Penguins Prediction Rewind: Sidney Crosby, Evgeni Malkin still eat up ice time
Note: Last summer, beat writer Jonathan Bombulie made a series of predictions leading up to the start of the 2017-18 season. Some of them were hilariously off the mark. In this series, Bombulie will explain what he was thinking and where his logic went off course.
Unlike last season, Sidney Crosby and Evgeni Malkin won’t both average less than 20 minutes of ice time per game.
— Crosby and Malkin are both on the other side of 30 now, but their play hasn’t slowed down appreciably. Crosby’s goal total of 44 last year was his biggest since 2009-10. Malkin’s total of 33 was his largest since 2011-12. Both players still prefer more ice time than less and they’re physically capable of handling it.
— Coach Mike Sullivan could afford to roll four lines fairly evenly in the past largely because of the quality of his third- and fourth-line centers, Nick Bonino and Matt Cullen. With Bonino and Cullen gone via free agency, his bottom two lines will be centered by Carter Rowney, Jay McClement or a third-line player GM Jim Rutherford acquires in a trade. It seems likely Sullivan will be more tempted to double-shift Crosby and Malkin in big spots more than he has in the past.
In a Twitter poll, 70 percent of voters thought Crosby and Malkin would both average less than 20 minutes of ice time per game. A comment from Facebook:
“The really scary scenario is Malkin or Crosby being out for several games.

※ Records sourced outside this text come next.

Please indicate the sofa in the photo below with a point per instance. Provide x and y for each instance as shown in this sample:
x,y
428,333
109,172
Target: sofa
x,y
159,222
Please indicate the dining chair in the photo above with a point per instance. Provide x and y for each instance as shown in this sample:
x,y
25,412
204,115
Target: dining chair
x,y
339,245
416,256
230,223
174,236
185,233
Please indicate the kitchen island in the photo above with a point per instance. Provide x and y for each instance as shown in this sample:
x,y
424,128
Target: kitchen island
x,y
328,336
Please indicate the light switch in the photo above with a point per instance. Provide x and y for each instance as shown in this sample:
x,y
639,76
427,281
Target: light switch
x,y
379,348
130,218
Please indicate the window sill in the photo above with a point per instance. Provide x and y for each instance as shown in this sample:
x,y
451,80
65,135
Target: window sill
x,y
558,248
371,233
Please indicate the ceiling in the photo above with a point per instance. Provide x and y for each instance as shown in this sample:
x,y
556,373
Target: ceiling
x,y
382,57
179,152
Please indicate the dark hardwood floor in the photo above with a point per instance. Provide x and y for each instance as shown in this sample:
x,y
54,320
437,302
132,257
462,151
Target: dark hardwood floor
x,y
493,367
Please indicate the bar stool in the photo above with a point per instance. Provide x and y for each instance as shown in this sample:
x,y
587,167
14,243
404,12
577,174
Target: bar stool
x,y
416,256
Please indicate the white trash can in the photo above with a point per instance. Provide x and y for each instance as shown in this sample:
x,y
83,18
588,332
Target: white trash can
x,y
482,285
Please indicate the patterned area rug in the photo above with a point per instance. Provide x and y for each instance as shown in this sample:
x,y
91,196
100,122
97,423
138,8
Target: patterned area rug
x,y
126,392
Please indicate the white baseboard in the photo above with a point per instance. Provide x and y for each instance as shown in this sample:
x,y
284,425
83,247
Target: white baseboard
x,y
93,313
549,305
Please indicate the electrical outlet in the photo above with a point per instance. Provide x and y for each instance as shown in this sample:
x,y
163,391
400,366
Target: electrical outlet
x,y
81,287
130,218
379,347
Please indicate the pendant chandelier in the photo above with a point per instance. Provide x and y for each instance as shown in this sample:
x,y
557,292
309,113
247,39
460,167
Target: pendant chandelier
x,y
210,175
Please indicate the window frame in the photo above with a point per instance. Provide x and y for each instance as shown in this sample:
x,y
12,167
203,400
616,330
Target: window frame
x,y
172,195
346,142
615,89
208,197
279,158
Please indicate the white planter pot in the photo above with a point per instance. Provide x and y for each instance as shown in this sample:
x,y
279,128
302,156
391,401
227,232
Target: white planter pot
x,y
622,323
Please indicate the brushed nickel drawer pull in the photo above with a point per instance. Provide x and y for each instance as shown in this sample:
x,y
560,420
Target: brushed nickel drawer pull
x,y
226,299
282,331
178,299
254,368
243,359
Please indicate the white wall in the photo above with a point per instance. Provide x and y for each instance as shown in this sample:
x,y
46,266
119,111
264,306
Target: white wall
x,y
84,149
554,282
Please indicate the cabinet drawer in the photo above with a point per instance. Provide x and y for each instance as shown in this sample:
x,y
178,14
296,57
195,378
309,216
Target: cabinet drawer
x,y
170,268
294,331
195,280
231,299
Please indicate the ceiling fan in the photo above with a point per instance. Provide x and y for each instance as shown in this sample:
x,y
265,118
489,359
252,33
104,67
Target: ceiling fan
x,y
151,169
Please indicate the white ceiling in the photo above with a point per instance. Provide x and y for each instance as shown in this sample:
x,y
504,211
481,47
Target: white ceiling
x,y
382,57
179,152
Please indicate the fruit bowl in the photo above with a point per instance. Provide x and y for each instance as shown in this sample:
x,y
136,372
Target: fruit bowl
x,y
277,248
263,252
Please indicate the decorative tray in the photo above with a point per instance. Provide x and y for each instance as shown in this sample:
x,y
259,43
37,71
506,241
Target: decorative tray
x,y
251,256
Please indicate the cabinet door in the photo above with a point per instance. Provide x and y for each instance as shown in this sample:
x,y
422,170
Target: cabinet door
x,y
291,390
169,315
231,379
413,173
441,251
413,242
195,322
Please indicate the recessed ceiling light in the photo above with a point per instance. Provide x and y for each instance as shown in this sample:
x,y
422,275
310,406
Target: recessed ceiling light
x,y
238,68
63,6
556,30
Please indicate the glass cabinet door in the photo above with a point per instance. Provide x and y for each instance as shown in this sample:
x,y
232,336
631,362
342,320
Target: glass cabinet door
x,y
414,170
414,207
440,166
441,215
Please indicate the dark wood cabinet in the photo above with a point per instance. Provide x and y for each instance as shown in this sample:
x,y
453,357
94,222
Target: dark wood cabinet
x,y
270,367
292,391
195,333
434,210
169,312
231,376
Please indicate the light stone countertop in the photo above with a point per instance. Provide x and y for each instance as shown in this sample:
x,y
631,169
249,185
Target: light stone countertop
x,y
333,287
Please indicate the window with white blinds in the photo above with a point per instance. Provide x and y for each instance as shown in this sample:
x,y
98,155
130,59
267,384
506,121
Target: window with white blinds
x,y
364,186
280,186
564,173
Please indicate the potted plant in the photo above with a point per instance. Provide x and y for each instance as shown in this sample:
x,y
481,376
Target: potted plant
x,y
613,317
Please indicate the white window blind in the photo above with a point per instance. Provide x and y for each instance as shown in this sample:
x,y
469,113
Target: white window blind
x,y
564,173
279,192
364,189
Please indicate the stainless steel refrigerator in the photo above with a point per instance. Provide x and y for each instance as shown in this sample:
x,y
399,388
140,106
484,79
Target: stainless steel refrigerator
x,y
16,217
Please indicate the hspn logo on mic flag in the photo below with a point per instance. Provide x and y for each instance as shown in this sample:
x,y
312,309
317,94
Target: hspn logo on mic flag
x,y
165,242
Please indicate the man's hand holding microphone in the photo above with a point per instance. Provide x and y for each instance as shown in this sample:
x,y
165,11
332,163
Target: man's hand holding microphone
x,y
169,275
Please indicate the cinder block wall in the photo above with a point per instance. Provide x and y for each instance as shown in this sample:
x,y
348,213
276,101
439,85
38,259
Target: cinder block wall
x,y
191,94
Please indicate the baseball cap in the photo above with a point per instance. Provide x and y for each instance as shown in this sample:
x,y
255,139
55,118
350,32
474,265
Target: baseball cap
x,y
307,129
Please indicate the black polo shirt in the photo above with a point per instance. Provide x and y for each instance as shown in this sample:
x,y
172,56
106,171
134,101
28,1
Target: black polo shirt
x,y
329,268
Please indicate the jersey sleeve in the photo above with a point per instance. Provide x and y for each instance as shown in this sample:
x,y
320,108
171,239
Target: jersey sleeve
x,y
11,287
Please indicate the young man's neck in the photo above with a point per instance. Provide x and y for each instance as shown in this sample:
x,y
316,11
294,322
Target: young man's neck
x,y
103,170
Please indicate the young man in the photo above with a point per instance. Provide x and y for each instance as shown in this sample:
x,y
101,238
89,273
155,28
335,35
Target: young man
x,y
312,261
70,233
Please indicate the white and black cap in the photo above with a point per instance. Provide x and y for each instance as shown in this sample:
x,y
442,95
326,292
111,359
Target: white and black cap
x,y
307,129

Then you might see two lines centered by McKegg and McClement, neither of whom is the real McCoy.”
WHAT ACTUALLY HAPPENED
The specific prediction – “Maybe Malkin plays fewer than 20 minutes per game, but Crosby probably won’t” – was right on the money.
Crosby’s ice time went up to 20:41 per game after sitting at 19:53 the previous season. Malkin’s ice time went up slightly, from 18:37 to 18:59.
The Penguins’ depth chart at center changed dramatically throughout the season. Carter Rowney and Greg McKegg centered the bottom six on opening night. They were pushed out of the lineup by trades for Riley Sheahan in October and Derick Brassard in February.
The trades didn’t have an appreciable impact on Crosby’s minutes. In fact, he averaged 19:54 before the Penguins added Sheahan, 20:21 after the Penguins added Brassard and 20:56 in between.
The biggest reason his ice-time total went up from the previous season was probably Sullivan’s penchant for using Crosby to take important defensive zone draws, especially late in games. He didn’t do that as much when Cullen and Bonino were on the roster.
THE FLAWS IN THE LOGIC
The logic wasn’t flawed, per se, but the whole discussion was unnecessarily complicated.
For as long as his star centers hold up physically, Sullivan is going to play Crosby around 20 or 21 minutes per game and Malkin around 18 or 19. Deviation from that standard will be measured in seconds, not minutes, and will probably be due to circumstances more than a grand plan involving elaborate double-shifting scenarios.
For a coach, handing out ice time is more an art than a science. When making predictions, it’s probably best to discuss such topics in broad strokes.